On July 13, Transatlantic received a competing bid from rival Validus Holding (NYSE:VR) with Validus offering 1.5564 Validus shares for every Transatlantic share, as well as $8 in cash. The value, at the time the deal was announced, was about $56 per Transatlantic share. Then, on August 5, National Indemnity, a division of Warren Buffett's Berkshire Hathaway (NYSE:BRK.A) (NYSE:BRK.B), made yet another offer for $52 in cash per share.

Recent Results & Outlook
In the midst of the merger frenzy, Transatlantic reported mixed second quarter results at the end of July. It saw net premiums written rise 5.2% to $996.6 million. Net premiums earned fell nearly 2% to $954.9 million but net investment income rose just over 3% to $119.5 million. Including other investment gains and adjustments, total revenues fell 2.2% to $1.1 billion. A 1% increase in total expenses sent operating income down 27.5% to $94.7 million. Lower income taxes tempered the net income decline slightly to 26.8% as earnings fell to $80.9 million. Share buybacks again lessened the decline a bit, with diluted EPS dropping 25.1% to $1.28. (Find out what these company programs achieve and what it means for stockholders. For more, see A Breakdown Of Stock Buybacks.)

For the full year, analysts project revenue growth of 3.3% and total revenue just north of $4 billion. The earnings consensus currently stands at only 75 cents per share and is associated with a charge in the first quarter. Next year, analysts expect $6.13 EPS.

The Bottom Line
Berkshire's bid expired August 8, and Transatlantic has committed to honoring the original Allied World bid. With recent stock market volatility, the deal's value has fallen to less than $44 per share. This is well below the $52 original Berkshire offer, and the Validus offer would currently be valued at $47 per share. (Get a piece of Warren Buffet's profit by using Form 13F to coattail his picks. For more, see Build A Baby Berkshire.)

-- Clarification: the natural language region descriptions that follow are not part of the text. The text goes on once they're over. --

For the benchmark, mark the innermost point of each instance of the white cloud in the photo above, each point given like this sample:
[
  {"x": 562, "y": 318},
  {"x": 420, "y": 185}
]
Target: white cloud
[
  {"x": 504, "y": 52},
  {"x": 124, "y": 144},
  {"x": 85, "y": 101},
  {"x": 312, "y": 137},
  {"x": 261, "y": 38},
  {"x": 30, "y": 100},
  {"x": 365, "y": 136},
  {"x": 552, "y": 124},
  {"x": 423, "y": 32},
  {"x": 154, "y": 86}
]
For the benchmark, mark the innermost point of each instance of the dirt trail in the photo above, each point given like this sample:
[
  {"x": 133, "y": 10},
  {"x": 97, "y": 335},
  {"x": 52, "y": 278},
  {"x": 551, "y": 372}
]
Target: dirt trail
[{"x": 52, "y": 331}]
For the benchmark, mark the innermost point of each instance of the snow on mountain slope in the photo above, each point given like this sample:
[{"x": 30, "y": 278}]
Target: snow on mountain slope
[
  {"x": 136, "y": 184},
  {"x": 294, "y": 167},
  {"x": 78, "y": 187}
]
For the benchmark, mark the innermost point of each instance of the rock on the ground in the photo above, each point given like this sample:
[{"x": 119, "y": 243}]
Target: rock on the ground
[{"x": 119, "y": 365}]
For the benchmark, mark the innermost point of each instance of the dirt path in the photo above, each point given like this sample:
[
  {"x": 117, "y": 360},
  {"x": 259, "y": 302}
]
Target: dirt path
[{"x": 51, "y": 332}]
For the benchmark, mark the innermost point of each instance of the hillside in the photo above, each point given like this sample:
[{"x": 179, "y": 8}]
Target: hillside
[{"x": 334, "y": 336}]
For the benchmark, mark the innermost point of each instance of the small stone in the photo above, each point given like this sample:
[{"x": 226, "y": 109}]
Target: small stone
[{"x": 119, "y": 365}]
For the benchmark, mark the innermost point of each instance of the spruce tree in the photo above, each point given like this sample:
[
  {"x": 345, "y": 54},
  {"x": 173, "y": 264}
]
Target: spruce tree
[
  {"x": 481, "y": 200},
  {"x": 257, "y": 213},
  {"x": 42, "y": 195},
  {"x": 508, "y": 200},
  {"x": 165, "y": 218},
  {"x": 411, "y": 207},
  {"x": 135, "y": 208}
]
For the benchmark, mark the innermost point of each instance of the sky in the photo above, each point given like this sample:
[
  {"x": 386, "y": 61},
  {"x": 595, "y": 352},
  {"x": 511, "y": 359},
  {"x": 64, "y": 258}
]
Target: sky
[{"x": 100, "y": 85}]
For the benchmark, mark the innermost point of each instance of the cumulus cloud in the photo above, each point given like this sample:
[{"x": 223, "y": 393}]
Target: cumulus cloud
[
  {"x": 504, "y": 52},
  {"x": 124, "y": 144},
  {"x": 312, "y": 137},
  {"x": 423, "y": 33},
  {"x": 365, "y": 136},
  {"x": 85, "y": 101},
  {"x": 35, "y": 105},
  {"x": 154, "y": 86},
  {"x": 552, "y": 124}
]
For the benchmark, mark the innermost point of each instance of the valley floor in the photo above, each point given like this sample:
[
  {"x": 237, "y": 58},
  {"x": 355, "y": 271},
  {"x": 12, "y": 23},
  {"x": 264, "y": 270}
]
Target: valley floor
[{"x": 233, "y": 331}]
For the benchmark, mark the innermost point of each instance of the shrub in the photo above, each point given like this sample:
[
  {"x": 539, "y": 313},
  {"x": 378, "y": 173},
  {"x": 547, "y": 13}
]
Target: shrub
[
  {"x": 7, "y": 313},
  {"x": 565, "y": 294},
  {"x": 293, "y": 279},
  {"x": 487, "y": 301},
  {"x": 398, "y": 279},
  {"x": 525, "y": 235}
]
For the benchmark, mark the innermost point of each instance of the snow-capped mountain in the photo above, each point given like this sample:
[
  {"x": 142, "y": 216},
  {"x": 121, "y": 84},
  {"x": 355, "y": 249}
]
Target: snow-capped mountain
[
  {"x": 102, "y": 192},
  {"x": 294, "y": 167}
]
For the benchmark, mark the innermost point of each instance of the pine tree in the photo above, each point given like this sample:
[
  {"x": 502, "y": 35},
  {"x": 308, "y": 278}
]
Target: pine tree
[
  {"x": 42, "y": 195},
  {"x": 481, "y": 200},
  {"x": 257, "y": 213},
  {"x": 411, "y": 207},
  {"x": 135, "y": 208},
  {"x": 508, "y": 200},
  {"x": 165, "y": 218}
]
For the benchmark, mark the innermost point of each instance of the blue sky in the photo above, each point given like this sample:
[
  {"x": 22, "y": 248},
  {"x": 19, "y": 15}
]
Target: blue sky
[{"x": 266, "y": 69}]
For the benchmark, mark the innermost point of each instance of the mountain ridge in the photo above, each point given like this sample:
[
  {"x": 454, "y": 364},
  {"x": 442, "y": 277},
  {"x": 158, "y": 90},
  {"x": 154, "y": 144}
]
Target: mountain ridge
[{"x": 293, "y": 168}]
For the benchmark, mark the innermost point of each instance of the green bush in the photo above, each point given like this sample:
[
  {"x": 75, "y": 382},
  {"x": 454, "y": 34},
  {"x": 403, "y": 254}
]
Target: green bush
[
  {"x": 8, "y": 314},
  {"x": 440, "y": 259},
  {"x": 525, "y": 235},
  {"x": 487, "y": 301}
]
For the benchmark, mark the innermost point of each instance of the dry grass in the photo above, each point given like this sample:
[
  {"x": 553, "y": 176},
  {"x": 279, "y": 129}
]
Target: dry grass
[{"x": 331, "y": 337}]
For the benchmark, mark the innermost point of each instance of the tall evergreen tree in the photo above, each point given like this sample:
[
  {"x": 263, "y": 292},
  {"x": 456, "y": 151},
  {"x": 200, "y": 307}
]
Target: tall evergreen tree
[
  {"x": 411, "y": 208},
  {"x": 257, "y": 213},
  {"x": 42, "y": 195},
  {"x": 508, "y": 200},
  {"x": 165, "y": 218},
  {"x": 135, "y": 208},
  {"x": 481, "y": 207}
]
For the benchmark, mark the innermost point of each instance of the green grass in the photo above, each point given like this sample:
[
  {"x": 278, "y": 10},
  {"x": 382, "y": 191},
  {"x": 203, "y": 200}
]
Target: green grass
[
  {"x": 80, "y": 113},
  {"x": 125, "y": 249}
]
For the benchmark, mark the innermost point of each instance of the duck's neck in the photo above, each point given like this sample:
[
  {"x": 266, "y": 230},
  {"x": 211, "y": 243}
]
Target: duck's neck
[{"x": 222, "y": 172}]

Transatlantic posted an investor presentation to its website on September 6 to summarize its take on all of the merger proposals and justify why it decided to go with the Allied World bid. In a nutshell, it felt hooking up with Allied World offered it the best chances to build critical scale in the industry. Its number crunching also suggested the most future upside for shareholders. It puts the combined entity as the third-largest industry player, based on total capital, and sees a similar culture between both firms, which could make the merger run more smoothly.